The battery lifecycle is rather long and requires close cooperation between companies and countries. Currently, the raw materials phase and the battery manufacturing and operation phase are well established. The end-of-life management phase is struggled to grow, especially the recycling process mainly because of economics. For example, only 6% of lithium-ion batteries were collected for recycling in 2017–2018 in Australia. However, closing the loop is extremely important. Not only because of a predicted tightened supply of nickel, cobalt and lithium in the future, also recycling EV batteries has the potential to maximize the environmental benefit. Xu et al. predicted that in the sustainable development scenario, lithium, cobalt and nickel will reach or surpass the amount of known reserves in the future if no recycling is in place. Ciez and Whitacre found that by deploying battery recycling some green house gas (GHG) emission from mining could be avoided.
Battery recycling emissions under US average electricity grid. (a,b) for cylindrical cell and (c,d) for pouch cell.

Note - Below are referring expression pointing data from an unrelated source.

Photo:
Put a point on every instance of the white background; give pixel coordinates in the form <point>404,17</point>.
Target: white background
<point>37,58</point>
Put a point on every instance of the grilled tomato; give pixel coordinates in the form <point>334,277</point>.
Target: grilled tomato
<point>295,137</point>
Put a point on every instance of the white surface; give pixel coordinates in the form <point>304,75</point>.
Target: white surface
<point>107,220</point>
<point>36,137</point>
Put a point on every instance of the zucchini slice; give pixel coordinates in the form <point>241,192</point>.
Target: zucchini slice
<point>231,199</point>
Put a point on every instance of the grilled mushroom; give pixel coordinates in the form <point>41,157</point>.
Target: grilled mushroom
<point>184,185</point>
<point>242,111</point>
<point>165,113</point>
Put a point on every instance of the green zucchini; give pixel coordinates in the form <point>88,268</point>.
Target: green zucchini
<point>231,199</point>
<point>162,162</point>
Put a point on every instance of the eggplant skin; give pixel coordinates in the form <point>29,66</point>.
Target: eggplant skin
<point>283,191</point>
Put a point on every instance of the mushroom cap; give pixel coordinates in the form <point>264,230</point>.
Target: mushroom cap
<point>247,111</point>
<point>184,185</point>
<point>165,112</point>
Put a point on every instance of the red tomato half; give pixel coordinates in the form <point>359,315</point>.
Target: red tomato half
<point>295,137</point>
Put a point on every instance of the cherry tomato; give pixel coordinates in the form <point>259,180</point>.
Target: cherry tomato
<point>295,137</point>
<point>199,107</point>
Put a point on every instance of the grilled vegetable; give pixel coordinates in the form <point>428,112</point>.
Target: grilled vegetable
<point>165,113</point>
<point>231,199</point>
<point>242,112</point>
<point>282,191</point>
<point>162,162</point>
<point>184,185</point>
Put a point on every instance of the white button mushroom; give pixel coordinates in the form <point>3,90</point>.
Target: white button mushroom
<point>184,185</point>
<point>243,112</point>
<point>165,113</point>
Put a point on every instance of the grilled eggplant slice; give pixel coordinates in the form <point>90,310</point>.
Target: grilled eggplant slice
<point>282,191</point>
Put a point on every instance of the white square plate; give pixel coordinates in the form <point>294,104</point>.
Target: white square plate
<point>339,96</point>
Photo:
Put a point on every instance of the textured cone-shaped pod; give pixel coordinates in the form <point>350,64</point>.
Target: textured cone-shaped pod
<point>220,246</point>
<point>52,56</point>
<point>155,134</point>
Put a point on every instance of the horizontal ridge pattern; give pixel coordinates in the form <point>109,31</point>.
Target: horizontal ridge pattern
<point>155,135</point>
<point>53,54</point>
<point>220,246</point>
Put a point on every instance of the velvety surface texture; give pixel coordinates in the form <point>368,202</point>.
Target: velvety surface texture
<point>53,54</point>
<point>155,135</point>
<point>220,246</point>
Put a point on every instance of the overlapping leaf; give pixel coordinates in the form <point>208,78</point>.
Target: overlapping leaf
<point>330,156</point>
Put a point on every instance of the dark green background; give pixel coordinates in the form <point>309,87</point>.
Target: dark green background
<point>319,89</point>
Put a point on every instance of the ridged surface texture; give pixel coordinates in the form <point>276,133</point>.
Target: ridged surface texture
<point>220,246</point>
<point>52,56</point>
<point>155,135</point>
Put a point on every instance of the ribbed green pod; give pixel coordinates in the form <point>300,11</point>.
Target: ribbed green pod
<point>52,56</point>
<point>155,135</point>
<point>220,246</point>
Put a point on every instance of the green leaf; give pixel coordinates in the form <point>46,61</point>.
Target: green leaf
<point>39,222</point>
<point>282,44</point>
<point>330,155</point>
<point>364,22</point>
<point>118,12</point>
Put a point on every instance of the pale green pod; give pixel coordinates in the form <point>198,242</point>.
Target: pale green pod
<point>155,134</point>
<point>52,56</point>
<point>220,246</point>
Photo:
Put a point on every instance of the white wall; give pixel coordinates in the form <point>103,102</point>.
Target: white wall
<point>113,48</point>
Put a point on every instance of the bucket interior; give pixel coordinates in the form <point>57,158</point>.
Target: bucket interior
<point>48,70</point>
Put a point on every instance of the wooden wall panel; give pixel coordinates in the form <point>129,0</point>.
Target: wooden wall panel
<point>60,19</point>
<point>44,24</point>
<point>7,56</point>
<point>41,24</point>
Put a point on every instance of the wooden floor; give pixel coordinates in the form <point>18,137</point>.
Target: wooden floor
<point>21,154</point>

Manufacturing process of EV batteries
To develop a deeper understanding of the lifecycle of EV batteries, it is important to analyze the emission associated with different phases. Using NMC cylindrical cells as an example, Ciez and Whitacre found that around 9 kg CO2e kg battery−1 is emitted during raw materials pre-processing and battery manufacturing under the US average electricity grid. The biggest part of the emission came from materials preparation accounting for more than 50% of the emissions. If NMC pouch cell is used, the total emission increases to almost 10 kg CO2e kg battery−1 while materials manufacturing still contributes to more than 50% of the emission. During the end-of-life management phase, the refurbishing process adds little emission to the lifecycle emission. The recycling process, on the other hand, as suggested by Ciez and Whitacre emits a significant amount of GHG. As shown in the battery recycling emission plot a and c, the emission of the recycling process varies with the different recycling processes, different chemistry and different form factor. Thus, the net emission avoided compared to not recycling also varies with these factors. At a glance, as shown in the plot b and d, the direct recycling process is the most ideal process for recycling pouch cell batteries, while the hydrometallurgical process is most suitable for cylindrical type battery. However, with the error bars shown, the best approach cannot be picked with confidence. It is worth noting that for the lithium iron phosphates (LFP) chemistry, the net benefit is negative. Because LFP cells lacks cobalt and nickel which are expensive and energy intensive to produce, it is more energetically efficient to mine. In general, in addition to promoting the growth of a single sector, a more integrated effort should be in place to reduce the lifecycle emission of EV batteries. A finite total supply of rare earth material can apparently justify the need for recycling. But the environmental benefit of recycling needs closer scrutiny. Based on current recycling technology, the net benefit of recycling depends on the form factors, the chemistry and the recycling process chosen.